First light with the Astro-Physics Mach2GTO

I’ve been planning for more than a year now to get an observatory build going on some property my wife and I own. It’s not quite been started, but will very soon now. In prep for what will be a 12 x 16 foot dual pier observatory with roll off roof, I got another premium mount. I plan on using my 10Micron GM1000, and the AP Mach 2 in the observatory. One will run the EdgeHD 11 telescope, and I’m toying with the Epsilon as the second telescope. This leaves me my smaller scopes to run on the Rainbow Astro mount in the back yard and when traveling.

The Mach 2 arrived about 4 weeks ago, and my first light actually had a hardware issue with the DEC encoder that couldn’t be fixed by myself, so it had to make a quick trip back to AP for a repair, and return. It’s back and working great.

I ran a 3 point polar alignment with NINA, which got me to 1° of polar error. I probably could have tweaked it a little bit better, but thought that was good enough. Without any model, the guiding is pretty spectacular as you can see in the graph above.
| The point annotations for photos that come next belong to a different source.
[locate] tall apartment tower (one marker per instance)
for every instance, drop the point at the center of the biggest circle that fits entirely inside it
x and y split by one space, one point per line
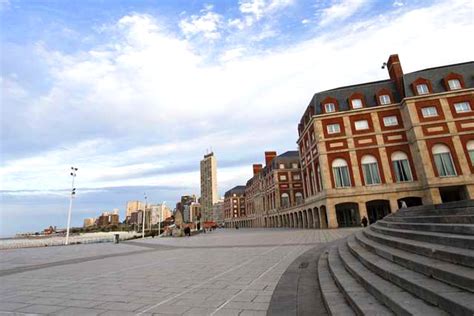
208 185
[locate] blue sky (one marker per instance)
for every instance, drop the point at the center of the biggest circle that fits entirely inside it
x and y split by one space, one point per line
134 92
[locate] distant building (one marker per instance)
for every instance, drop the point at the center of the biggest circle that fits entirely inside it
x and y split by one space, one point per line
89 222
218 212
234 205
209 194
133 206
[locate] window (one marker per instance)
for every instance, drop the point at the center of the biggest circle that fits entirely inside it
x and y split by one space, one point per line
443 160
299 198
370 169
329 107
341 173
454 84
470 150
390 121
462 107
384 99
285 200
356 103
429 111
333 128
401 166
422 88
361 125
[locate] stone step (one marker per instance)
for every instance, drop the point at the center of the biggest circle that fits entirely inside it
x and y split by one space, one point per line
397 299
453 240
456 275
462 229
451 299
441 252
333 299
445 219
361 301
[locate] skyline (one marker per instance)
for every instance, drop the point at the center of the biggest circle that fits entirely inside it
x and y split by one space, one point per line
133 95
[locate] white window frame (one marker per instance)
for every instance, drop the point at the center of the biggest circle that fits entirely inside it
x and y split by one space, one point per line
333 128
361 125
329 107
391 120
385 99
422 88
427 111
454 84
462 107
357 103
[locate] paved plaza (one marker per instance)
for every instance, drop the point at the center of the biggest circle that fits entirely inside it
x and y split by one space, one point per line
225 272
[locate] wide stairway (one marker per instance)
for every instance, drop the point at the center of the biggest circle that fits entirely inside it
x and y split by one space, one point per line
417 261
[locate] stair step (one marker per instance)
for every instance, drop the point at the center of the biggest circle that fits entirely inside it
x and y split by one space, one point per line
361 301
456 275
397 299
462 229
333 299
460 241
448 298
445 219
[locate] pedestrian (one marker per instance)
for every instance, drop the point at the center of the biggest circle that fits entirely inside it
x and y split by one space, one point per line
364 221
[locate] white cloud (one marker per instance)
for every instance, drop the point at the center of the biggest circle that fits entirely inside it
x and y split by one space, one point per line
146 86
207 24
340 10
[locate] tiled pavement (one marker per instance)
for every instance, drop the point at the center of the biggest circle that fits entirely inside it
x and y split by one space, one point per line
225 272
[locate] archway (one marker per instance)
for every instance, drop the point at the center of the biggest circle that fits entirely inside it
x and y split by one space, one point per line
377 209
347 215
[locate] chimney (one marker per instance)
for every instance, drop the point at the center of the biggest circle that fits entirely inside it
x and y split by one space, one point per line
269 155
396 73
256 168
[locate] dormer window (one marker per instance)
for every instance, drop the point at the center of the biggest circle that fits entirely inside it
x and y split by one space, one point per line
385 99
422 88
356 103
454 84
329 107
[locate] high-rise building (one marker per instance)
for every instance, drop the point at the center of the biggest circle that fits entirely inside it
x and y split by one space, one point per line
133 206
208 185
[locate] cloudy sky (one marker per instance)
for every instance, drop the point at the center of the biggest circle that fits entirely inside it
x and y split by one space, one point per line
133 93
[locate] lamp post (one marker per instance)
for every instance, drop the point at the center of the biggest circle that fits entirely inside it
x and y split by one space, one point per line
161 218
73 193
144 214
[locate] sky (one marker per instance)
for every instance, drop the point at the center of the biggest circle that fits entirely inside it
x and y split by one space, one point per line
134 93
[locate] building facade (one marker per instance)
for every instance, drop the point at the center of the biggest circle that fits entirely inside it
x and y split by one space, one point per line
367 149
209 194
234 206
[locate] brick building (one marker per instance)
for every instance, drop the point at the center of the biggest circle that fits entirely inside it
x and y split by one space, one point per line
366 148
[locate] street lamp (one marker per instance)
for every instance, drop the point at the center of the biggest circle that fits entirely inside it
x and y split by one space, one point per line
161 218
73 193
144 213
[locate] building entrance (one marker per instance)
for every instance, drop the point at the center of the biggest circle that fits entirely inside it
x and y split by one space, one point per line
454 193
347 215
377 209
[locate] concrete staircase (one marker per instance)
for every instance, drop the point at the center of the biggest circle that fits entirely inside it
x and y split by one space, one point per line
417 261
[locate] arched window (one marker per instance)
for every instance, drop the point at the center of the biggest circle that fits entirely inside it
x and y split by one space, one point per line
470 150
401 166
443 160
341 173
370 169
285 200
299 198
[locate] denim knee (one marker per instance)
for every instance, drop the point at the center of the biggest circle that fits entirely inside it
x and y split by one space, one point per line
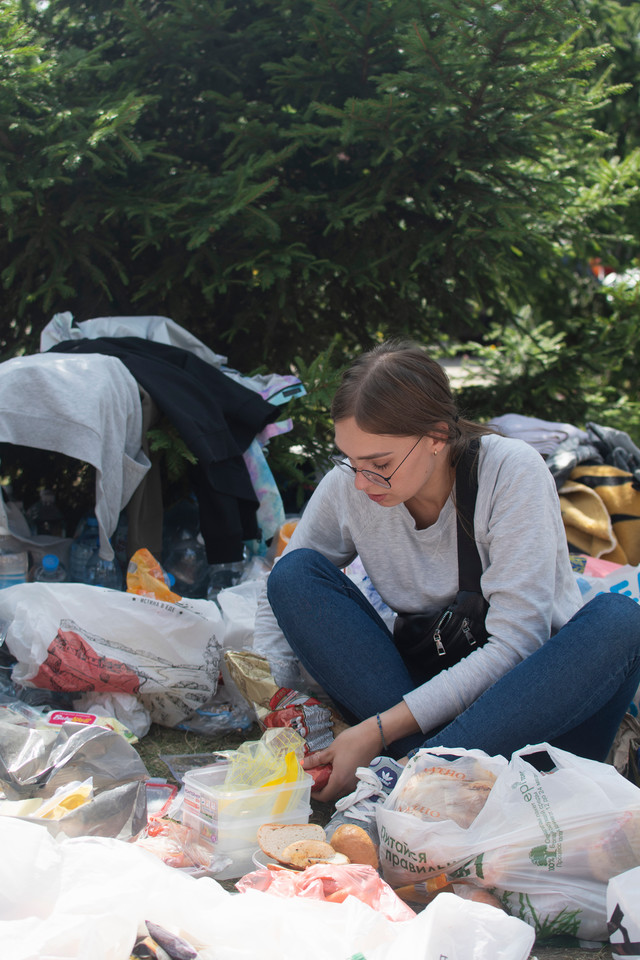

I have a lot of thoughts on the AP Mach 2 and how it compares to the 10Micron mount. The service experience, the hardware, the software. There are major differences in these two mounts, and they both have problems, and both have excellent points as well. After a few more imaging sessions I’m going to write up a pretty detailed comparison on the two mounts. (I finally got the time to write about both here.)

First target with the setup is M33.

M33, 85 300s frames with the ASI2600MC-Pro camera.